La dernière en date, c’est le ministre de l’Economie qui nous dit que nous sommes en état d’urgence budgétaire. Voilà autre chose. Il faut trouver au moins 40 milliards d’économies et pas seulement 5 milliards comme l’annonçait trois jours avant la ministre des Comptes publics.
Le Premier ministre en rajoute une louche en créant un « Comité d’alerte budgétaire ».
Il parait qu’on est trop endettés. Non ?! Pas possible ?! Quelle surprise surprenante !
Il faut donc faire un effort sans augmenter les impôts. Ben voyons. On y croit…

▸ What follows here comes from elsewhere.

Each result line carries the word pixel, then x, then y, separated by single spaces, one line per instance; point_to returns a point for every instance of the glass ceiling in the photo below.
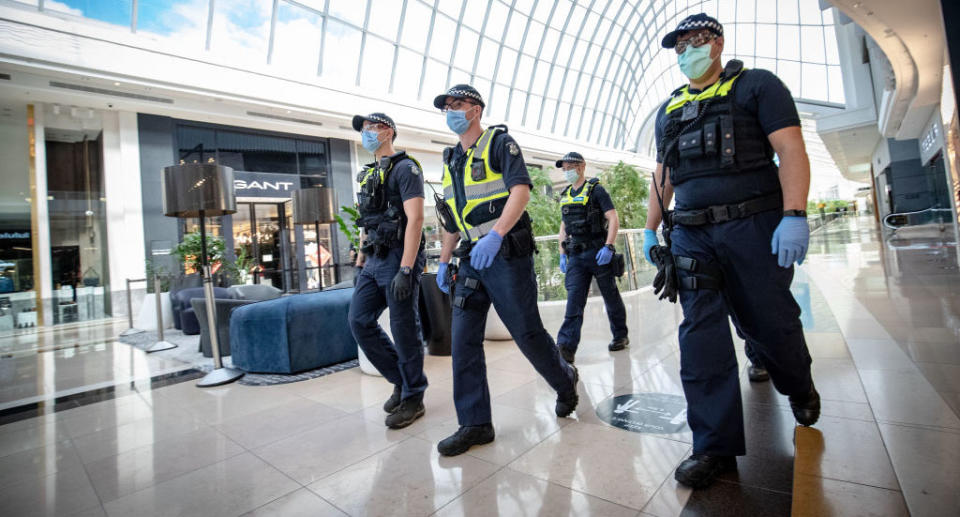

C’est comme si quelqu’un avait l’idée de lancer une grande conférence sur le financement des infrastructures de transport en jurant la main sur le cœur qu’on ne parlera pas du tout d’écotaxe. Toute ressemblance avec…
Entretemps, on a vécu une séquence inédite. A savoir l’agence de notation Moody’s qui refuse d’actualiser la notation de la France car cela pourrait aggraver une situation délicate pour un « Gouvernement fragile ».
On vit dans un monde formidable : imaginez un élève complètement nul, qui ne fait strictement aucun effort, n’a aucune discipline et fait des phrases en permanence pour couvrir son ignorance crasse. Voilà que les professeurs décident de ne plus le noter pour « ne pas aggraver la situation ».
J’en connais qui me diront que c’est déjà ce qui se passe dans certaines classes, mais ce n’est pas le sujet.
Qu’est-ce qu’on risque à noter l’élève à son juste non-investissement ? De l’empêcher de dormir au point qu’il ait du mal à sortir du lit ? A en faire encore moins ? Cela fait penser aux perles des professeurs dont une des meilleures est : « A touché le fond mais creuse encore ». Ou aux excuses authentiques mais fumeuses de parents « X… a fait la fête tout le week-end et était donc trop fatigué pour venir en cours ce lundi. »
C’est la prime au n’importe quoi. Il faudrait inventer d’autres expressions que « mettre la poussière sous le tapis » ou « regarder pudiquement ailleurs ». Des ballons d’essai sont lancés sur les plateaux télé : sous-indexer des retraites, retarder des dépenses. Il faut prendre ses responsabilités.
D’accord. Alors, on le lance quand le grand audit des dépenses publiques ? Parce que nous on veut bien qu'on puisse traiter de populistes ou de fous, ou de délirants, ceux qui se sont lancés dans ce travail dans d’autres pays, mais en attendant ils font exactement ce que nous, nous ne faisons pas. Et d’expérience, dans les entreprises et les ménages, on ne pourrait pas atteindre ce niveau de gravité parce que cela fait longtemps que les mesures adaptées auraient été prises.
Comme quoi c’est pas le tout de tenir un langage martial, faut assurer derrière. Mais ceci est une autre histoire.